Kernerman Dictionary News • Number 14 • July 2005

PASSWORD Semi-Bilingual English Chinese Dictionary

 In May 2005, the PASSWORD Semi-Bilingual English Chinese Dictionary was published by Shanghai Lexicographical Publishing House (SLPH), with the cooperation of K Dictionaries Ltd (KD). This brought to the fore the significant role played by semi-bilingual learners dictionaries in the field of foreign language teaching in China. With this recent publication, it is fitting to elaborate on the whys and wherefores of the research and development of this new type of dictionary.


Our original intent to publish such a dictionary was inspired by an article written in 2001 by Xu Hai, from the Lexicography Research Center of Guangdong University of Foreign Studies (, in which he made a full and detailed exposition of the academic reasoning for the use of the semi-bilingual dictionary – a novel member in the family of dictionaries. The ideas conveyed in the article held enormous appeal and we took them very seriously. In 2002, after meticulous modifications and editing, Xu’s article was published in Lexicographical Studies (Vol. 2), a journal of the China Lexicographical Association (reprinted). This is a unique professional periodical in the field of lexicography in China, published by SLPH. Ilan Kernerman, Managing Director of KD, paid a visit to our publishing house in 2003. Soon after we reached a collaborative agreement, which is how the dictionary came into being.


The reasons why we strongly recommend this new type of dictionary in China are as follows:

·    The semi-bilingual English-Chinese dictionary can make up for the inadequacy of general English-Chinese dictionaries by providing the English explanation and examples of usage of the entry.

·    It can make up for the inadequacy of monolingual English learners dictionaries by providing Chinese equivalences.

·    It remedies the deficiency of English-Chinese bilingual dictionaries. It is designed in such a way that its users are encouraged to read and think in English with a minimum need for using Chinese.

·    It paves the way for readers to use monolingual English dictionaries, since the original English version constitutes the core of this dictionary.

·    Last but not least, its comparatively lower cost to that of general English-Chinese bilingual dictionaries is appealing to users.


We made additional modifications by taking the current state of China’s English teaching into consideration. For example, in the course of editing, we supplemented the words required by the English school syllabus in China. We provided KD with a list of over 150 English words, which they compiled into entries and we, in turn, translated to Chinese.


The dictionary was launched into the Chinese market in 2005, in full collaboration with KD. We were highly honored to have had the assistance of Prof.

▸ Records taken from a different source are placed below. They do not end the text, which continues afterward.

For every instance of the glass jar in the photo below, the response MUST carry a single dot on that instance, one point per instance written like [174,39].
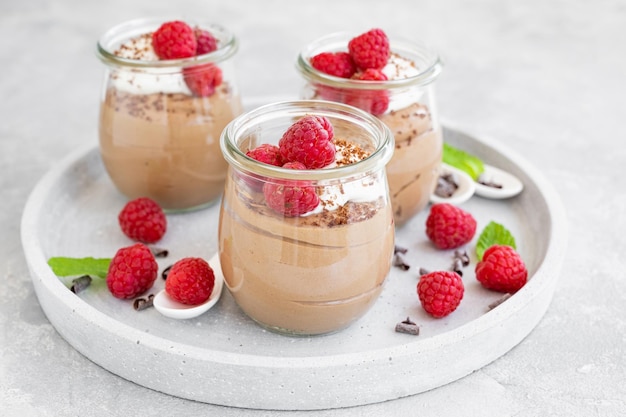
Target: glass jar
[160,120]
[319,271]
[405,102]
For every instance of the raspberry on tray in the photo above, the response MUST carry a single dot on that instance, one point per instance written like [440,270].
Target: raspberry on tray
[132,271]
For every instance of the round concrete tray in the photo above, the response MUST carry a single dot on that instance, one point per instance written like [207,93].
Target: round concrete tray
[223,358]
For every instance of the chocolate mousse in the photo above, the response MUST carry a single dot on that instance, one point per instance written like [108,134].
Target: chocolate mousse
[414,168]
[317,272]
[400,93]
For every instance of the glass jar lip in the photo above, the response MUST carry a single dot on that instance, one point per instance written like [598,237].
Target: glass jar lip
[227,42]
[338,42]
[298,108]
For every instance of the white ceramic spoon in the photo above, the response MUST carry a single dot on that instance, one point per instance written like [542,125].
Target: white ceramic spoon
[510,184]
[463,193]
[173,309]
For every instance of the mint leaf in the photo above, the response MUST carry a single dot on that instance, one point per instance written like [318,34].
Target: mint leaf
[65,267]
[463,161]
[493,234]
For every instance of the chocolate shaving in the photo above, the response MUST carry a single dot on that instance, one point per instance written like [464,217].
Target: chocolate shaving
[80,283]
[499,301]
[447,185]
[457,266]
[423,271]
[166,272]
[408,327]
[159,252]
[143,303]
[399,249]
[463,256]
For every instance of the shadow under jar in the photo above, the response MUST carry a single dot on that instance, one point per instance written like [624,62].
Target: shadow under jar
[160,120]
[405,102]
[320,271]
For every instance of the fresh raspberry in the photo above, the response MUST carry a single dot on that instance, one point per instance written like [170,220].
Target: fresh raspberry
[143,220]
[370,49]
[448,226]
[132,271]
[440,292]
[174,40]
[501,269]
[205,41]
[291,198]
[190,281]
[203,79]
[266,153]
[339,64]
[309,141]
[372,101]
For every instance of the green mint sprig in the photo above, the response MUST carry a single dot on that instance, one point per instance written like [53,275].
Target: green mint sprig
[462,160]
[493,234]
[65,267]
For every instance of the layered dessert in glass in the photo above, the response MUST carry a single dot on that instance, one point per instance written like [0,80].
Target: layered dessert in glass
[400,92]
[160,119]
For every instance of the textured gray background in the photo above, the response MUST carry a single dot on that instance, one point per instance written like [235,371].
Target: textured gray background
[544,77]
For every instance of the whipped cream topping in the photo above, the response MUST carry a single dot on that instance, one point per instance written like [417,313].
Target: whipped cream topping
[142,81]
[398,68]
[359,191]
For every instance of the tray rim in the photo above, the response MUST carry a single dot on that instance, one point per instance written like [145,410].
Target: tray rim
[43,278]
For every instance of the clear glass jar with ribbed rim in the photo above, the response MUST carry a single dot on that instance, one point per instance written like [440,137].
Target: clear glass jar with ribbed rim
[317,270]
[160,120]
[406,102]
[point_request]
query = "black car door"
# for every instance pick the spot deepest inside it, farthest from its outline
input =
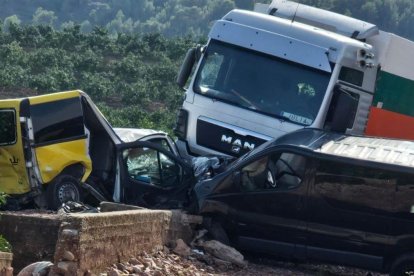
(268, 203)
(350, 213)
(151, 176)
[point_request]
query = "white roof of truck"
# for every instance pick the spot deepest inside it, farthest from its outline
(397, 152)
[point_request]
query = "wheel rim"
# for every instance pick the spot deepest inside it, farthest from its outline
(67, 191)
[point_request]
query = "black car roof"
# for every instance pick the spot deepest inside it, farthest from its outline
(381, 151)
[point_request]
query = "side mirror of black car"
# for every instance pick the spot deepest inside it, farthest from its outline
(237, 177)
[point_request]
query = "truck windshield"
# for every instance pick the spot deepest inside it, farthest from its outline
(263, 83)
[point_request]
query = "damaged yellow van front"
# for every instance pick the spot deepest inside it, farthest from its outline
(43, 147)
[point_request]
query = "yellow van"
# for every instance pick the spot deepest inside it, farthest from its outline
(44, 146)
(59, 147)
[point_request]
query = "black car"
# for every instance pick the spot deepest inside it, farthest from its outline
(314, 195)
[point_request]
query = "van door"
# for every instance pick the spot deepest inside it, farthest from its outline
(350, 213)
(13, 174)
(151, 176)
(60, 138)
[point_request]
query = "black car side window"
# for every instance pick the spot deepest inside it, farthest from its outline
(275, 171)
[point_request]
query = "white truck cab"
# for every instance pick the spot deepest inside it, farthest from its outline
(262, 75)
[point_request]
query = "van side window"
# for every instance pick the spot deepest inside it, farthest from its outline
(275, 171)
(7, 127)
(57, 120)
(151, 166)
(357, 187)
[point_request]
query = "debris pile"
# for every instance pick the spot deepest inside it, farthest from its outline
(202, 258)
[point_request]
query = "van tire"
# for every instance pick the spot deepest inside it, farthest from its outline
(403, 265)
(64, 188)
(218, 233)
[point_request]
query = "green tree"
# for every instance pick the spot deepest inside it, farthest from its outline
(11, 20)
(44, 17)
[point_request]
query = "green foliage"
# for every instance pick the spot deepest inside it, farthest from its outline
(131, 77)
(5, 245)
(172, 18)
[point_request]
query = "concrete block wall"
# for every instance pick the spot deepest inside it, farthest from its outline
(32, 236)
(78, 243)
(99, 240)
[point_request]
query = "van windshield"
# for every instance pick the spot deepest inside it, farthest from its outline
(263, 83)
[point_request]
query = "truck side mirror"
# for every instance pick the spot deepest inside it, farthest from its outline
(190, 59)
(343, 110)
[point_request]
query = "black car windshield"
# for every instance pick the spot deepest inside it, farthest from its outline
(262, 83)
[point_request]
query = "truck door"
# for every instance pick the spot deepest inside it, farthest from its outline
(350, 213)
(13, 174)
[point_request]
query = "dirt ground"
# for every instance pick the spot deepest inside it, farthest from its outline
(165, 263)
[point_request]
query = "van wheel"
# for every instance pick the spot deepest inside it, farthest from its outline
(218, 233)
(64, 188)
(403, 266)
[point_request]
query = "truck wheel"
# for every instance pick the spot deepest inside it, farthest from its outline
(403, 265)
(64, 188)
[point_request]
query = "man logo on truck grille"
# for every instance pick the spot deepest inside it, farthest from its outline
(237, 144)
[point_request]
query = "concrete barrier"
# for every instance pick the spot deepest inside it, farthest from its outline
(78, 243)
(33, 236)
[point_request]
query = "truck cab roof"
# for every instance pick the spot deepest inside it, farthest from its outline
(313, 35)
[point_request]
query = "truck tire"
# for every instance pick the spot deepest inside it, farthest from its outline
(64, 188)
(403, 265)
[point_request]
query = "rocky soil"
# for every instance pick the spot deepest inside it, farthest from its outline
(199, 262)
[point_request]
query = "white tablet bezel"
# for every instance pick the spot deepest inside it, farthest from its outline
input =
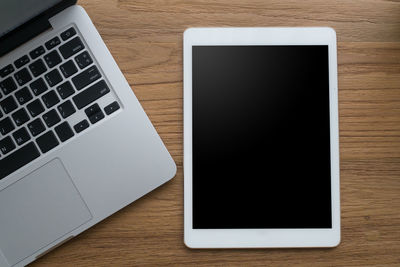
(246, 238)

Huang Jianhua, Chairman of the Commission of Bilingual Dictionaries of the Lexicographical Association of China ( In his Preface to the dictionary, writing with coruscating wit, he gives a lucid and academic exposition of the importance of the semi-bilingual dictionary in active language learning.


Professor Huang drew an analogy between the semi-bilingual dictionary and “something that is neither fish nor fowl”, eliciting a positive connotation from this usually negative phrase. He referred to the semi-bilingual dictionary as a “new type of thing” that cannot be exactly categorized and therefore integrates the advantages of both categories. In his point of view, the concept of the dictionary is based on the psychology of vocabulary acquisition in foreign language learning as applied in learners dictionaries.

In brief, the minimalistic translation that is provided in the semi-bilingual approach is by no means a “lazy” dictionary layout; rather, one that prominently promotes learner-friendly features.

Liu Jin

(Associate editor at SLPH, majoring in International Chinese)





 The Shanghai Lexicographical Publishing House was formed in 1978 from the Cihai Editing Department of Zhong Hua Book Company. It is the first publishing house in China that specializes in reference works, including various types of dictionaries, chronological tables, indexes, yearbooks, etc. Over the years, it has published over 730 titles, with seventy million copies sold. Fourteen of its publications received the honorable title of National Book Award, the supreme book award of China, and 25 dictionaries, such as A Comprehensive Dictionary of Chinese Idioms and Phrases, won the China Dictionary Award. In 1994, it was named the National Publishing House of Excellence.